Gilgit case and intolerance
I. A Rehman
THE government must address the issues raised by the Gilgit anti-terrorism court’s curious verdict against media persons, for much more is at stake than the legal rights of the defendants.
The court’s decision whereby the Jang group’s editor-in-chief, an anchor at Geo TV and two guests at a talk show have each been sentenced in absentia to 26 years’ imprisonment and a fine of Rs1.3 million, has caused anger and dismay in media circles at home and abroad.
The heads of the Council of Pakistan Newspaper Editors and the All-Pakistan Newspapers Society have categorically declared that “the unlawful conviction of media persons in Gilgit-Baltistan constitutes a major threat to the existence of a free press throughout the country”. Amnesty International has said the decision will have a “chilling effect on freedom of expression in Pakistan”. A similar concern has been expressed by Freedom Network.
That the case formed part of a well-orchestrated campaign to muzzle the voice of the media is evident from record. No less than 75 cases were registered against the defendants in different parts of the country on the charge of showing disrespect to the Ahle Bayt. This happened during a period when the Jang group was being punished in a variety of ways for stirring up a hornet’s nest. The Geo channel was duly punished by Pemra, the authority competent to deal with affairs of this nature, and the matter should have ended there. That it didn’t meant that vendetta was the objective of the campaign and not justice.
The Gilgit court has confirmed that the threat to media freedom — and the people’s right to freedom of expression — has assumed menacing proportions. Obviously, the entire body of human rights is under pressure. The authorities and human rights activists both have a clear duty to ensure that the challenge to media freedom is effectively thwarted.
Besides, the case indicates a gross abuse of the legal process. The accusation fell under Section 298-A of the Penal Code, punishable with three years’ imprisonment. The provision does not attract the label of blasphemy. Yet great noise was made that the accused had committed blasphemy. Once that was done the defendants lost their right to justice, even to a fair trial. The administration, subordinate courts, lawyers and journalists all have to be on guard against this kind of incitement to violence, otherwise the country will go on witnessing Kot Radha Kishan-type outrages.
It is doubtful that this case should have gone to the anti-terrorism court at all and whether the Gilgit court was right in invoking the sections of the Anti-Terrorism Act that it did to hand down stiff penalties. Complaints of inappropriate application of the anti-terrorism law have been growing over the years, especially following its application to trade union workers and civil rights activists, and it is time the Justice and Law Commission looked for ways to stop its misuse.
Several legal experts, including the president of the Supreme Court Bar, have criticised the conviction of the defendants on charges that had been dismissed by two anti-terrorism courts in Karachi and by another anti-terrorism court in Balochistan. Who will secure the victims’ right to protection under the principle that no one can be prosecuted more than once for a single offence?

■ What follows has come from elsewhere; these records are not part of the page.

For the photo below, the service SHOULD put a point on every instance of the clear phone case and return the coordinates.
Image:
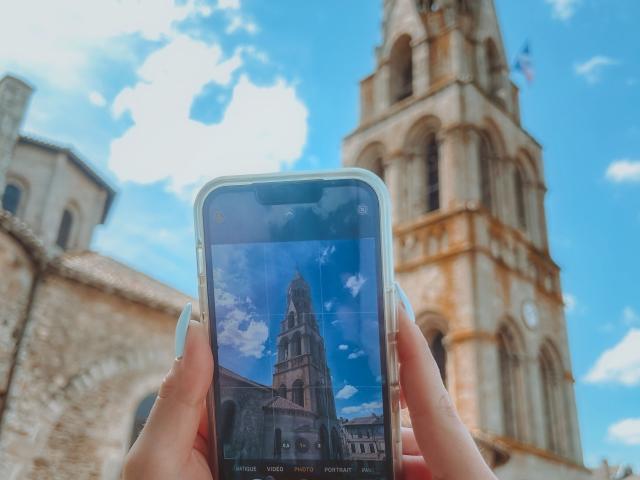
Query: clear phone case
(387, 277)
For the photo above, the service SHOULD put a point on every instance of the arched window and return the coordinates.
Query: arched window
(378, 168)
(521, 206)
(320, 400)
(433, 174)
(11, 198)
(324, 443)
(439, 352)
(141, 415)
(486, 171)
(401, 64)
(557, 423)
(464, 7)
(494, 69)
(336, 445)
(64, 233)
(511, 384)
(277, 443)
(282, 391)
(426, 6)
(283, 353)
(296, 344)
(297, 393)
(228, 416)
(372, 158)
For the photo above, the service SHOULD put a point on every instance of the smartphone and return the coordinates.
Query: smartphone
(297, 291)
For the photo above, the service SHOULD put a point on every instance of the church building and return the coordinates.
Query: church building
(440, 124)
(295, 418)
(85, 341)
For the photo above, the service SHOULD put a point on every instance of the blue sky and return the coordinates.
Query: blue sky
(158, 96)
(251, 283)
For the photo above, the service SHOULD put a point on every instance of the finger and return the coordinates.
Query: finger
(442, 438)
(414, 468)
(171, 431)
(409, 444)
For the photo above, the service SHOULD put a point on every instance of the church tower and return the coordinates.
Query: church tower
(301, 373)
(440, 124)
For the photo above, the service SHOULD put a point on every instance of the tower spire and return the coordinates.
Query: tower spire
(440, 124)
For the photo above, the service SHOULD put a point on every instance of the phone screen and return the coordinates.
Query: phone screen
(297, 331)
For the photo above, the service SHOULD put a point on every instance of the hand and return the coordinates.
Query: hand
(439, 446)
(173, 443)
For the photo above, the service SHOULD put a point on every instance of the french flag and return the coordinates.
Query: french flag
(524, 63)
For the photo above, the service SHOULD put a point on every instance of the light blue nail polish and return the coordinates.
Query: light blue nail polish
(405, 301)
(181, 329)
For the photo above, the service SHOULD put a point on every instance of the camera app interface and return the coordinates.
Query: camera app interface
(300, 377)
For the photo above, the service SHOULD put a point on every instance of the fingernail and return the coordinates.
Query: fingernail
(181, 330)
(406, 303)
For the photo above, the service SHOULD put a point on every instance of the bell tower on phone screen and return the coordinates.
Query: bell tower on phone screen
(301, 374)
(440, 124)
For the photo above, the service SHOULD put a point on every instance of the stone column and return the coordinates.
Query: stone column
(395, 178)
(456, 168)
(420, 66)
(14, 98)
(51, 213)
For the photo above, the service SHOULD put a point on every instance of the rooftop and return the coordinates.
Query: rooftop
(81, 164)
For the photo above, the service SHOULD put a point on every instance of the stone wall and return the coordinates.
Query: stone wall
(52, 183)
(17, 272)
(88, 356)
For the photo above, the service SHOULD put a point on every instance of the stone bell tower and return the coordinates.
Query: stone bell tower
(440, 124)
(301, 373)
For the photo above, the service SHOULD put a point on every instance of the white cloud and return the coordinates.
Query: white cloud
(325, 254)
(354, 355)
(620, 364)
(238, 23)
(630, 316)
(228, 4)
(239, 329)
(60, 40)
(97, 99)
(624, 170)
(346, 392)
(626, 431)
(367, 407)
(563, 9)
(262, 129)
(592, 68)
(570, 302)
(354, 284)
(246, 335)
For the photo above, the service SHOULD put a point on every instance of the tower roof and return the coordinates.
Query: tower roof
(76, 160)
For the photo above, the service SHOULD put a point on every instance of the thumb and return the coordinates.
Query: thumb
(168, 438)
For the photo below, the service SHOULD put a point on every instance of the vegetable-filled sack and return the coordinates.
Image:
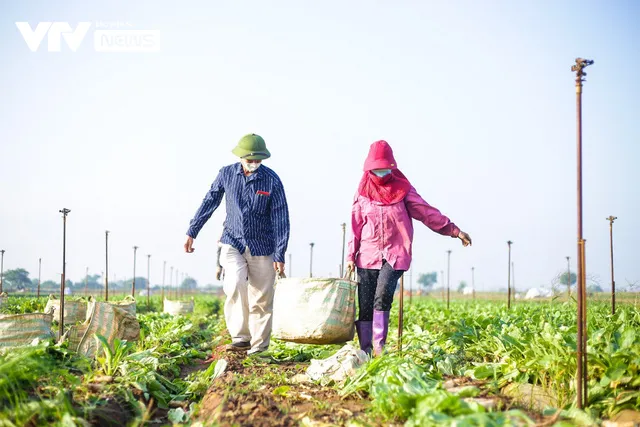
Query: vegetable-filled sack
(75, 310)
(109, 320)
(314, 311)
(21, 329)
(128, 304)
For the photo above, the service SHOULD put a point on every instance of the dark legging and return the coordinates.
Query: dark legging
(376, 289)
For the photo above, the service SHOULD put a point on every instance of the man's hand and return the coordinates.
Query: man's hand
(279, 267)
(466, 239)
(351, 267)
(188, 247)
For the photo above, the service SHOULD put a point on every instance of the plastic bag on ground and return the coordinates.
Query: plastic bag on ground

The issue of the Gilgit court’s competence to try the media persons has been raised by all the critics and the flaw in the order under which the Gilgit courts are functioning cannot be left unattended. The very basis of the legal order in the sensitive Gilgit-Baltistan region is under attack. The urgency of swift remedial action is obvious.
From whatever angle one looks at the Gilgit court affair — threat to media freedom, abuse of law, the inflammable nature of the PPC provisions on offences relating to religion — the issue boils down to the rise of intolerance as the determinant of both individual and group behaviour. Nobody can advance ideas the custodians of power or faith or morality have arbitrarily put beyond the pale of tolerance, or even discourse. Herein lies the root cause of Pakistan’s troubles.
Those in authority do sometimes, when they are not engaged in saving their chairs, recognise intolerance as the biggest threat to Pakistan but they seem to have no clue as to what they should do about it. And they are not ready to accept the counsel offered from any quarter.
For instance, the Supreme Court in its widely acclaimed judgment of June 19 this year had advised the government to take a few specific steps. The court had taken up the cases of attacks on the Peshawar church and other non-Muslim prayer houses, and quite significantly the first three of the court’s seven recommendations called for a well-defined, long-term drive against intolerance.
First, the court asked the government to constitute a task force for developing a strategy for promoting religious tolerance.
Secondly, it called for reform of school/college curricula so as to ensure compliance with the UN call to protect the child from any belief-based discrimination and ensure his upbringing in a spirit of understanding, tolerance, friendship among peoples, peace and universal brotherhood.
And, thirdly, the court called upon the federal government to take steps to discourage hate speech in the media and bring the delinquents to justice.
Apart from its duty to honour the Supreme Court advice the government should have the good sense to realise the need to defuse the time bomb it has been foolishly sitting upon for so long.
Tailpiece: Asked about Pakistan’s future, Mortimer Wheeler, who added 5,000 years to this country’s history, reproduced a news item about a student pulling out his dagger when hauled up for cheating in a Matric examination. What would he, or anyone else, have said on reading of cheating by Pakistan’s PhD and M.Phil candidates? Progress?